Key issue are: Some states require judicial involvement in foreclosures, while others don’t. Some states require a massive amount of paperwork, including the original promissory note, for a lender to foreclose. Some states require a longer redemption period when a borrower can be behind on payments before a foreclosure can occur.
Many states that don’t require judicial involvement or tons of paperwork have already run through the bulk of their foreclosures and are finally seeing rising property values, Ghent said. That’s because the flood of cheap, foreclosed properties onto the market has stopped.
Arizona is one of the states in which the damage happened relatively quickly, and there’s no longer a big backlog of foreclosures to go through the process. Phoenix-area home prices have been rising dramatically since last fall.
“The key is quick resolution of the situation,” said Ghent. “For example, if a state requires a longer period before foreclosures can happen, then that generally means the homes deteriorate more as the borrowers realize they’re going to have to leave and stop taking care of the property. This is bad for the neighbors and the property values.”

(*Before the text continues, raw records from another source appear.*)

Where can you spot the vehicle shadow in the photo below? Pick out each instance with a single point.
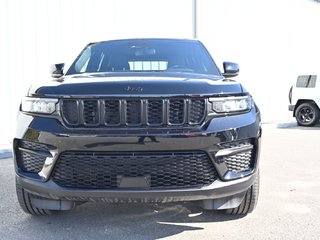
(127, 221)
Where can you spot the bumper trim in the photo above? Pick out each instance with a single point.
(217, 189)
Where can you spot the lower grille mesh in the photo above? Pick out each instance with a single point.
(31, 155)
(241, 161)
(104, 170)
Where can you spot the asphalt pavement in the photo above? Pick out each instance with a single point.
(288, 207)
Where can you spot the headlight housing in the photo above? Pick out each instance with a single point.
(231, 104)
(39, 105)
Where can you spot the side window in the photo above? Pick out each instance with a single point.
(306, 81)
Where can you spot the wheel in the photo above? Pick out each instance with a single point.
(24, 199)
(250, 200)
(307, 114)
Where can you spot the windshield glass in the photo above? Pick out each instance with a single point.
(145, 55)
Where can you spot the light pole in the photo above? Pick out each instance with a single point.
(194, 19)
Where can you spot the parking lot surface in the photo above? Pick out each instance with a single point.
(288, 207)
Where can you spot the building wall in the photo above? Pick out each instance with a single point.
(273, 41)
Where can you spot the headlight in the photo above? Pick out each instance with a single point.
(231, 104)
(39, 105)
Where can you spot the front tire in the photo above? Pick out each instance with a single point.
(249, 201)
(307, 114)
(24, 199)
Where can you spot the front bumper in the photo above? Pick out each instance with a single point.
(216, 190)
(219, 130)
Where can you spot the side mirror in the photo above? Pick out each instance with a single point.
(57, 70)
(230, 69)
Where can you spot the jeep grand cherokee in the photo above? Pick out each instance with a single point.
(138, 120)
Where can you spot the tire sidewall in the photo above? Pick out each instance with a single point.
(315, 111)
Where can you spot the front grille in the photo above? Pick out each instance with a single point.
(238, 162)
(151, 112)
(96, 170)
(31, 156)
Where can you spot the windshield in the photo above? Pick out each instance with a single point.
(145, 55)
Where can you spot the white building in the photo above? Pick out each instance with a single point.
(273, 41)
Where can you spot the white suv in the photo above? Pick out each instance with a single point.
(304, 100)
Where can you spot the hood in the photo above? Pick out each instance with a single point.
(136, 84)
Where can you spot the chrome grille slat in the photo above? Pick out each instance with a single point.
(133, 112)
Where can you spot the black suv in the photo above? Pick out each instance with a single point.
(138, 120)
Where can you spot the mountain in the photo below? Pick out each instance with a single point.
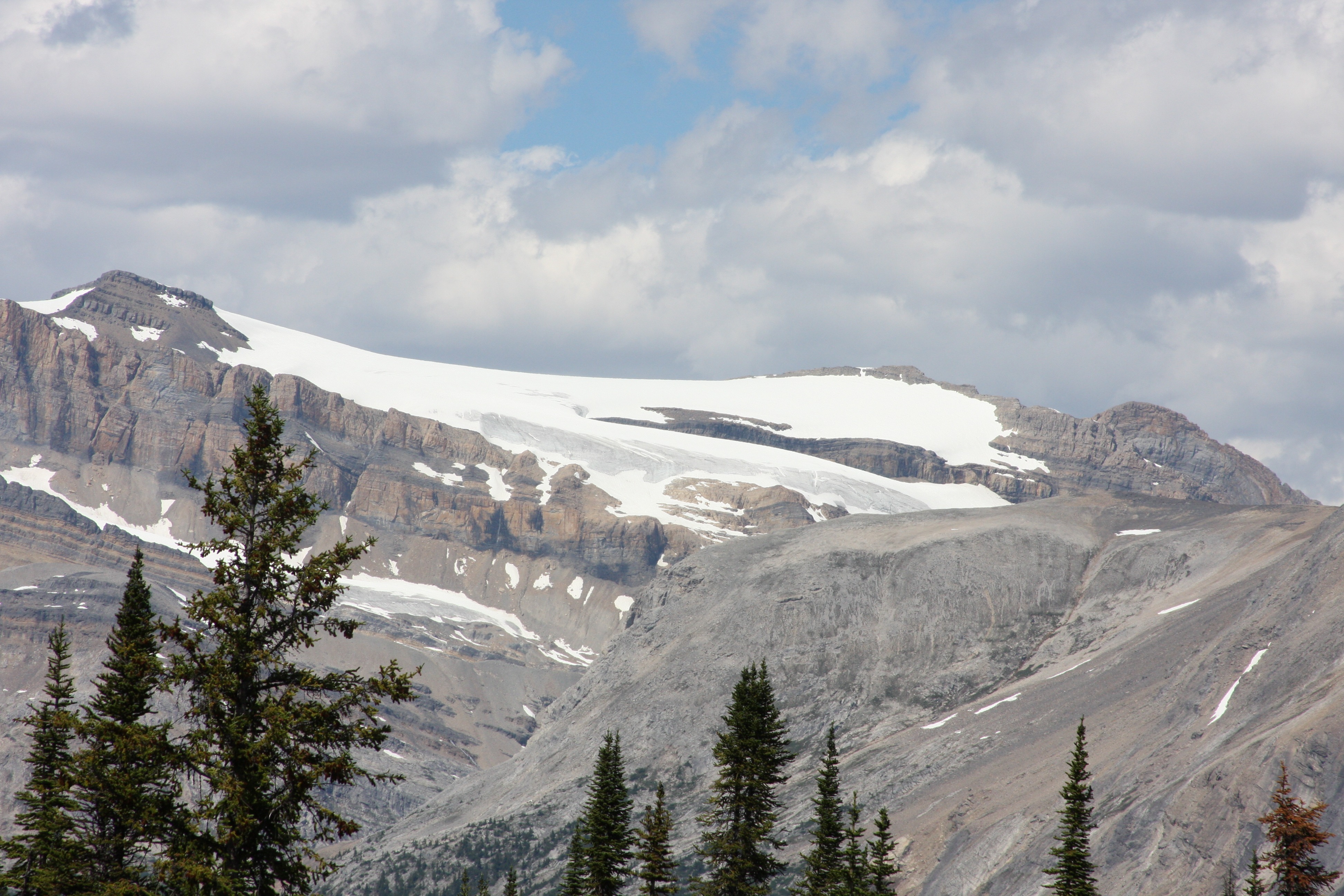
(958, 651)
(518, 515)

Ghent doesn’t see much renegotiation leading up to the foreclosures but rules allow for drawing out the situation.
“New York and Florida, for example, have very slow foreclosure processes,” Ghent said. “Properties can sit around without any maintenance for two to four years while they work their way through the maze, before they finally get a new owner.”

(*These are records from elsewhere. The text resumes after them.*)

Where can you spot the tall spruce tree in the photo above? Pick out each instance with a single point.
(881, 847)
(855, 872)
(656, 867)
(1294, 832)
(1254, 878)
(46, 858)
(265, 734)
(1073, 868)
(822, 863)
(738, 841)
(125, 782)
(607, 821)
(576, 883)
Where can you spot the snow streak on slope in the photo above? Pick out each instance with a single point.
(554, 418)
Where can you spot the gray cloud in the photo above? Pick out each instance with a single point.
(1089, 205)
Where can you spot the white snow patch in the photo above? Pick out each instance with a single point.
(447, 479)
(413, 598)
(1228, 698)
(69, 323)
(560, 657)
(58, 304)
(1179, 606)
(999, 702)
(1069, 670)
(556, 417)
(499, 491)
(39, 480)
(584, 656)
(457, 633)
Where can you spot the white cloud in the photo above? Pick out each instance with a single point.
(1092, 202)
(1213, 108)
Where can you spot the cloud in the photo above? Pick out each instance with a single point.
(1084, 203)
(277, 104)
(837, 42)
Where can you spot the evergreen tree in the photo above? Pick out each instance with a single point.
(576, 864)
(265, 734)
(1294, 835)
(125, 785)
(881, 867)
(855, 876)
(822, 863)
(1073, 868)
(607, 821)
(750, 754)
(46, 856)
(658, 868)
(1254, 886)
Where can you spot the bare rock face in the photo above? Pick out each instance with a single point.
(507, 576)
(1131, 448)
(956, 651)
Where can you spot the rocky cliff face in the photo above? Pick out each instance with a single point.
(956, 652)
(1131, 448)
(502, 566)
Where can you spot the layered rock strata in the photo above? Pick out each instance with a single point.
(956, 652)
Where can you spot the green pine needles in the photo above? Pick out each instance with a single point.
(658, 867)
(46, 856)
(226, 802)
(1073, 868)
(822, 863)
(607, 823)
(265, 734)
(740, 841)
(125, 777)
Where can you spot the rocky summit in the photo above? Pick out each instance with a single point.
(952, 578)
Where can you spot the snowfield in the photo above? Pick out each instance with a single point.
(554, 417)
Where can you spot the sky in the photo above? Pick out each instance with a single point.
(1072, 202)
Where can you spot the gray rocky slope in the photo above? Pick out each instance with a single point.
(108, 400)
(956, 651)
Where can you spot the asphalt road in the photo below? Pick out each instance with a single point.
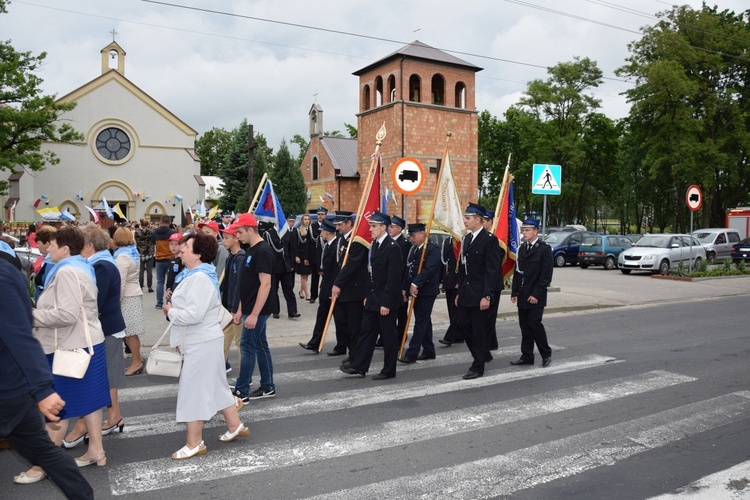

Ghent also doesn’t think that making more foreclosures go through the judicial process will help prevent problems like robo-signing. That’s where some lenders didn’t properly review all the individual details of the cases or follow all of the required procedures.
“In most of those cases, the borrowers were really behind on their payments and would eventually have lost the homes, anyway,” Ghent said.“ Fraud is unacceptable, but it was also a case of sheer volume. If those particular states had required less paperwork, that’s what might actually have helped prevent more robo-signing.”
Ghent emphasizes that getting rid of the patchwork of different state laws would ultimately benefit the housing market as a whole.
“Can you imagine how much money, time and resources we could save, if we didn’t have 50 different sets of laws, paperwork and legal-expertise requirements Again, there appears to be no real economic reason for the differences. Many of these laws date all the way back to the 1800s, and some were changed just after the Great Depression,” she said
Overall, Ghent has one big message for those who can influence the process in the future.
“Nobody pays attention to mortgage laws for 50 to 60 years at a time,” she says. “They only examine these laws after a major event, so the time to change is now.”